Kendisine Twitter’dan ‘istifa’ çağrısı yapan Gökçek’i, Ankara’yı ‘parsel parsel satmakla ve oğlunun milletvekilliğini garantilemeye çalışmakla’ suçlayan Arınç, asıl konuşmasını 7 Haziran seçimi sonrasına bıraktığını söyleyerek Ankara siyasetinde büyük değişimler yaşanacağının da sinyalini verdi. Arınç’a “Seni mahkemeye vereceğim” diye seslenen Gökçek’in ne yapacağı merak edilirken, Ankara Cumhuriyet Başsavcılığı AKP’nin iki sivri ismi Arınç ile Gökçek hakkında soruşturma başlattı. Gökçek hakkında ‘görevi kötüye kullanma' ve ‘zimmet', Arınç hakkında ise ‘suçu gizleme' ve ‘görevi kötüye kullanma' suçlamaları bulunuyor.
Peki, cumhurbaşkanlığı koltuğuna oturduktan sonra ‘paralel yapı’ dediği Fethullah Gülen cemaatiyle mücadeleyi asıl hedef yapan, başkanlık sisteminde ısrar edip, hükümetin her uygulaması hakkında görüş bildiren Cumhurbaşkanı Erdoğan ile hükümet arasındaki gerilimin asıl kaynağı ne? İktidardaki AKP içindeki kavga nereye uzanacak? Bu kavga seçim sonuçlarını nasıl etkileyecek?

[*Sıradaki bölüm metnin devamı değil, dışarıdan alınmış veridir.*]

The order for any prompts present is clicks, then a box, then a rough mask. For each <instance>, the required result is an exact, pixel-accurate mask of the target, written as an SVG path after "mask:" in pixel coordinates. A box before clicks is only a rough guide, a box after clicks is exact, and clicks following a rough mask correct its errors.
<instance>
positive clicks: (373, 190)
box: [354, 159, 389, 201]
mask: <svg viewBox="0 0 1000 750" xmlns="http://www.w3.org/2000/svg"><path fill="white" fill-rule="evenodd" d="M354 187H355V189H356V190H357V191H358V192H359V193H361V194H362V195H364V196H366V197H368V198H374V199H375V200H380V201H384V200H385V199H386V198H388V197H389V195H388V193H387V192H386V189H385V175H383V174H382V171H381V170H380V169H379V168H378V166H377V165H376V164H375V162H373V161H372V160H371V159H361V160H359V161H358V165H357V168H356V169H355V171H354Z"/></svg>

“Erdoğan’ın siyasi arzuları”
İstanbul Şehir Üniversitesi’nden Anayasa Hukukçusu Ergun Özbudun, AKP’yi karıştıran gerilimin kaynağının “Cumhurbaşkanı Erdoğan’ın siyasi arzuları ile yürürlükteki anayasal sistem arasındaki çelişki” olduğunu söylüyor. Özbudun, DW’nin sorularını yanıtlarken, çözüm süreci dâhil politika oluşturup, uygulamanın hükümetin görevi olduğunu hatırlatırken, Erdoğan’ın aktif siyasetin içinde olma arzusunun Türkiye'yi ‘anayasal kriz'e sürüklediğine dikkat çekiyor.
Erdoğan’ın cumhurbaşkanı olma arzusunu halkın gözünde meşrulaştırmak için ‘hükümetle suni bir tartışmanın’ içine girmekten de kaçınmadığını anlatan Özbudun, “Ama bugün gelinen noktada; Erdoğan’ın söylemi kamuoyu nezdinde antipati oluşturmuştur. Tek adam sistemini savunmak, yetki paylaşımını istememek hiçbir zaman Türk halkında kabul göremeyecektir” yorumunu yapıyor.

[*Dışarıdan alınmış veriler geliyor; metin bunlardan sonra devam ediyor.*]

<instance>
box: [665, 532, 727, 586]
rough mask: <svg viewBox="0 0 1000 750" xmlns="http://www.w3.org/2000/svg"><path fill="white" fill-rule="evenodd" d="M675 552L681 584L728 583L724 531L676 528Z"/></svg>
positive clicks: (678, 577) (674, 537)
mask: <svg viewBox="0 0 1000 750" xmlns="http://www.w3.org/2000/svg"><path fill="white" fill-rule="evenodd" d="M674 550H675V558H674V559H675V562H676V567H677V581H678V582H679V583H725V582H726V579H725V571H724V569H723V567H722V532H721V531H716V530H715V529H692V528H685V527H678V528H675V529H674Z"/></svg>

Arınç’ı ‘tecrübeli siyasetçi’ diye niteleyen Özbudun, bugün AKP’deki sıkıntının tüm Türkiye’yi sarmasından yakınıyor ve bu sıkıntıyı da “Çatışma büyümüş, ülkeyi kaos basmıştır” sözleriyle tanımlıyor. AKP’deki sıkıntının milletvekili aday listelerinin kesinleşeceği 7 Nisan’da daha da netleşeceğini belirten Özbudun, 7 Haziran seçimlerinin de Türkiye’nin tarihini belirleyeceğini söylüyor ve “Türk halkı kafası karışmış bir şekilde sandığa nasıl gidecek ve ne sonuç çıkacak? İşte bu soru herkes için sıkıntı kaynağıdır” diyor.
“Arınç direniyor”
DW’ye değerlendirmelerde bulunan ODTÜ’den siyaset bilimci Ayşe Ayata, Erdoğan’la polemiğe girmeyeceğini, Davutoğlu’nun masum olduğunu söyleyen Arınç’ın, Gökçek’i hedef alırken, aslında ‘aba altından Erdoğan’a sopa gösterdiğini’ söylüyor.

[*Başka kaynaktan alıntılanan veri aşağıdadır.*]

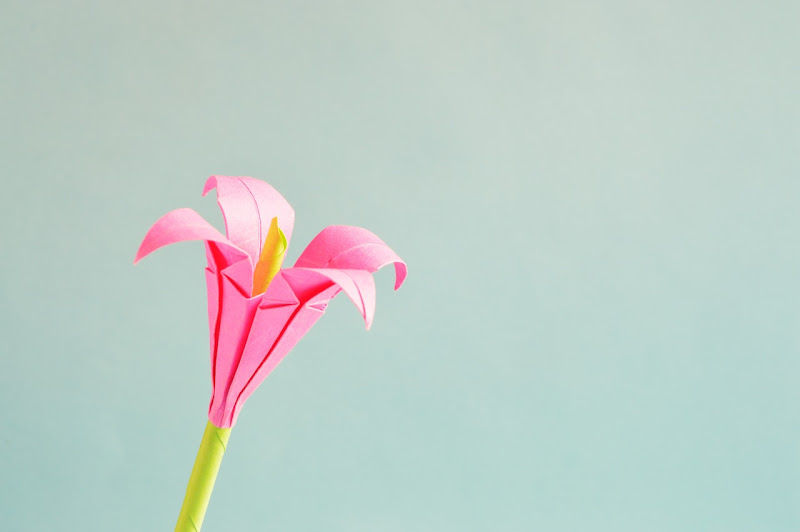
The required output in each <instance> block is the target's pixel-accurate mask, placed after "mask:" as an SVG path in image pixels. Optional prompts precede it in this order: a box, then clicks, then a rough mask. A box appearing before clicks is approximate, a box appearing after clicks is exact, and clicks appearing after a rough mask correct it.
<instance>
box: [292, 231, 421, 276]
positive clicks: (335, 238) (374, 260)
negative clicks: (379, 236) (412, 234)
mask: <svg viewBox="0 0 800 532" xmlns="http://www.w3.org/2000/svg"><path fill="white" fill-rule="evenodd" d="M392 263H394V268H395V284H394V289H395V290H397V289H398V288H400V286H401V285H402V284H403V281H404V280H405V278H406V275H407V273H408V269H407V267H406V263H405V262H403V259H401V258H400V257H399V256H398V255H397V253H395V252H394V251H392V248H390V247H389V246H387V245H386V243H384V241H383V240H381V239H380V238H378V236H377V235H375V234H374V233H372V232H371V231H367V230H366V229H363V228H361V227H352V226H349V225H331V226H328V227H326V228H325V229H323V230H322V231H320V233H319V234H318V235H317V236H315V237H314V239H313V240H312V241H311V243H309V244H308V246H307V247H306V249H305V250H304V251H303V253H302V254H301V255H300V258H298V259H297V262H295V265H294V266H295V268H315V269H319V268H335V269H341V270H365V271H368V272H370V273H372V272H376V271H378V270H379V269H381V268H382V267H384V266H386V265H387V264H392Z"/></svg>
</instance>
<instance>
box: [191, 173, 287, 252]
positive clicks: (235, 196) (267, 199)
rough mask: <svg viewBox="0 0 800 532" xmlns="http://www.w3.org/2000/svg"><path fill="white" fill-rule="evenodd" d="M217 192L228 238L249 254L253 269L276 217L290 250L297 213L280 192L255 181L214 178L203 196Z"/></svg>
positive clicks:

“Arınç 7 Nisan’a kadar direnecektir. O tarihte milletvekili listeleri kesinleşirken, Erdoğan’ın üç dönem kuralı deyip dışladığı isimler listeye girecek midir, girmeyecek midir? Arınç, buna bakacaktır. Sonrasında da ‘masum’ diyerek hırsızlıktan uzak tuttuğu Davutoğlu’nun dışındakilerin hırsızlıklarını bir bir anlatmaya başlayacaktır. Bu tavrı Erdoğan-paralel yapı çekişmesinde dışlanan diğer AKP’liler de sergilemekten kaçınmayacaktır” diyen Ayata, AKP’ye açıktan ‘meydan okuyan’ Erdoğan’ın işinin de bundan böyle zor olduğunu anlatıyor. Ayata, “Şu anda AKP’yi hedef almak için bekleyen onlarca siyasetçi, vekil listelerinin son halini bekliyor. Sonrasında AKP’deki kaynama bitmeyecektir” değerlendirmesi de yapıyor.
“İkiye bölünen AKP”
Gazeteci Sedat Bozkurt da, DW’ye “Son gelişmelerle birlikte AKP; Erdoğan yandaşları ve karşıtları olarak ikiye bölünmüştür” diyor. Arınç-Gökçek çatışmasının arkasında da AKP içindeki milletvekili listesini Erdoğan mı yoksa Davutoğlu mu belirleyecek tartışması olduğunu belirten Bozkurt, AKP’deki karışıklığın seçim sonrasında Türk siyasetini tamamen değiştireceği yorumunu yapıyor.
Bozkurt, Erdoğan’ın başkanlık sistemindeki ısrarı konusunda Davutoğlu’nun hiç görüş bildirmediğine dikkat çekerken, “Davutoğlu, Erdoğan’a karşı sessiz bir mücadele verirken, AKP içindeki çatlak sesler vekil listelerinin kesinleşmesiyle daha da duyulmaya başlanacaktır. Sonuçta bugün Türkiye; iktidardaki AKP’nin karıştığını bilmektedir. Türk siyasetinde yeni bir dönem başlamaktadır ve bunun sancıları her şekilde görülecektir” yorumunu yapıyor.